Hie der vom Rock and Roll zu einem der besten zeitgenössischen Countryinterpreten Konvertierte, da die wohl unbestrittene Countryqueen unserer Tage. Dass sich die beiden dann auch noch bei einer TV-Veranstaltung zu Ehren von Chet Atkins, des seit Jahrzehnten sicherlich besten Contrygitarristen der Welt, kennen lernten gibt dem Projekt einen irgendwie religiösen Anstrich.
Symbolträchtige sieben Jahre hat es gedauert, bis dass eines der besten Alben des Genres der letzten Jahre entstand. Musikalisch ist alles stimmig. Da ist nichts schräg, da reibt sich nichts aneinander, da gehört alles zusammen, und störte etwas, wäre es nicht auf die Platte gekommen. Sicher, so ist Country nun einmal. Zumeist. Aber da ist weder die banal-bürgerliche Peinlichkeit eines Garth Brooks noch die schrill-plebejische Aufdringlichkeit einer Dolly Parton. Master Marks Stimme ist so sanft wie selten zuvor, Emmylou Harris’ klingt mädchenhaft-hell, ohne die Kristalltöne zu tangieren, die sonst manche ihrer Songs nicht leicht verdaulich machen.

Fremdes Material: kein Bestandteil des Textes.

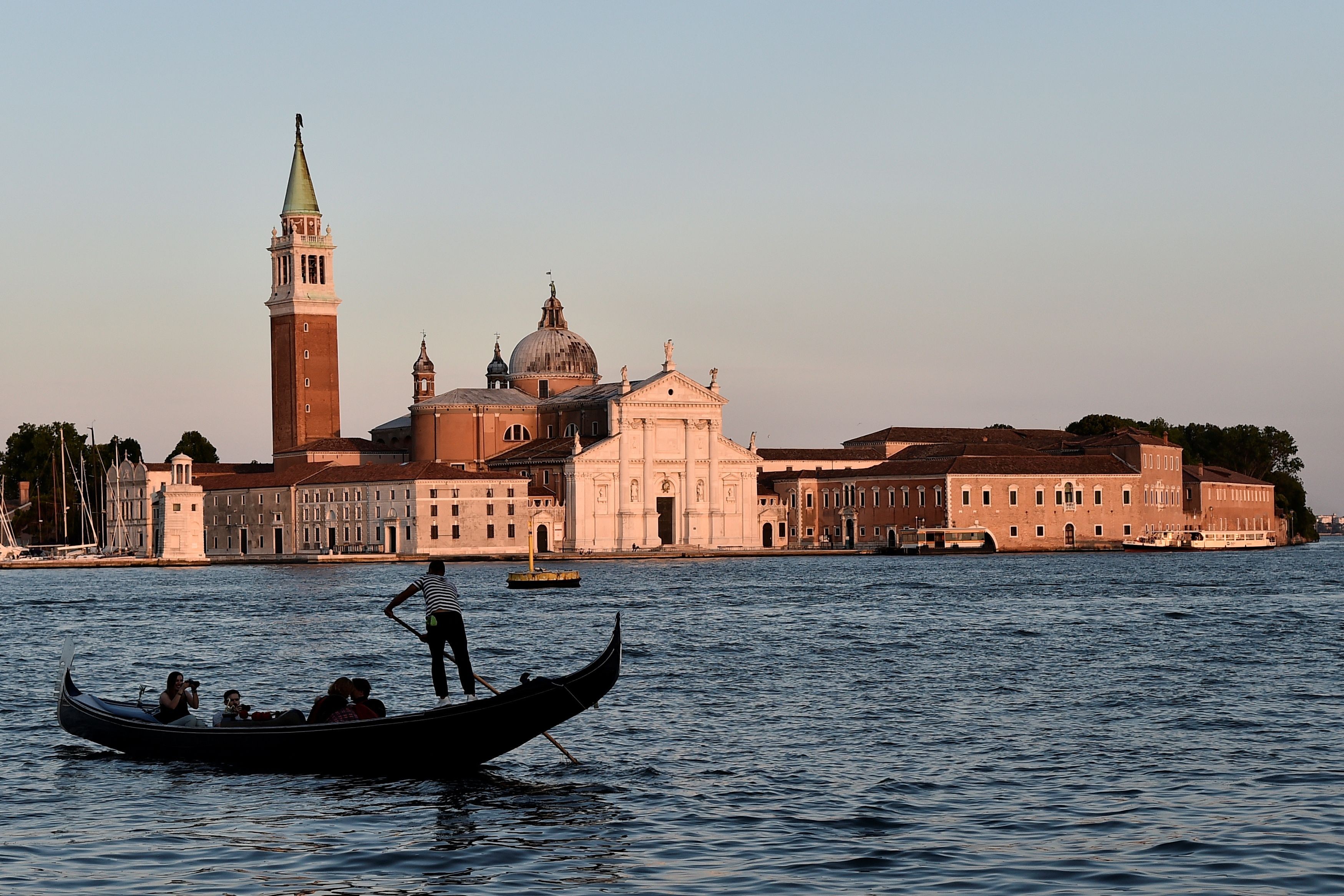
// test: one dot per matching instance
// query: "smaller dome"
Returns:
(423, 363)
(496, 367)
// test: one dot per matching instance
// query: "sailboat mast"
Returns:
(65, 496)
(530, 567)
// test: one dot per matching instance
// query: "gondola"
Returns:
(424, 745)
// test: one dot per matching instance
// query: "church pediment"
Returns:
(685, 392)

Die Bandbreite ist traditionell: Bluegrass, Balladen, ein ganz klein wenig Countryrock. Auch die Instrumente sind in der Geschichte der weißen US-Volksmusik beheimatet. Neben Knopflers unverwechselbarer Gitarre, bei der immer noch die Dire Straits selig mitschwingen, ist Rhythmusgitarrist Richard Bennett ein einfühlsamer Begleiter. Bassist Glen Worf zupft die Saiten so gut, aber auch so kräftig, dass einem – so man nur ein kleines Piepsgerät sein eigen nennt – schon die Lautsprecher bersten können. Schlagzeuger Chad Cromwell, wie Worf Mitglied in Knopflers aktueller Tourband, schlägt eine saubere Trommel, akzentuiert, aber nicht rockig. Glen Duncans Geige und Mandoline sowie die Pedal Steel Guitar von Dan Dugmore ergänzen das Ganze auf brillante Weise.
Textlich hingegen ist "All The Roadrunning" nicht immer reibungsfrei. Das Stück "If This Is Goodbye" beispielsweise. Knopfler, der wieder einmal alle Songs allein verfasst hat, lässt sich vom Schriftsteller Ian McEwan inspirieren, der kurz nach den Terroranschlägen auf das New Yorker World Trade Center am 11. September 2001 über die letzten Anrufe geschrieben hat, die über die Mobiltelefone aus den Türmen kamen. Anrufe, um "I Love You" zu sagen.
Liebe ist auch Thema in "Belle Star", in dem Knopfler auf die Worte von "mamma" und "daddy" fußend, verkündet, dass tiefe Gefühle keine Einbahnstraße sind. Auch in "This Is Us" erzählt er – natürlich immer mit seiner Duettpartnerin - "dass Liebe viel stärker ist als Hass. (Der Song) zelebriert ein ganz gewöhnliches Leben, in dem Liebe die Oberhand behält, in dem man sich verliebt, heiratet, Kinder bekommt und später das Fotoalbum hervorholt."
Und für dieses Szenario ist "All The Roadrunning" der ideale Soundtrack. Was nicht bedeuten soll, dass Sie, so Sie es denn noch nicht sind, unbedingt vor den beiden einzigen Deutschland-Konzerten von Knopfler/Harris am 28.05.06 in Hamburg und am 06.06.06 in Frankurt/Main vor den Traualtar treten müssen.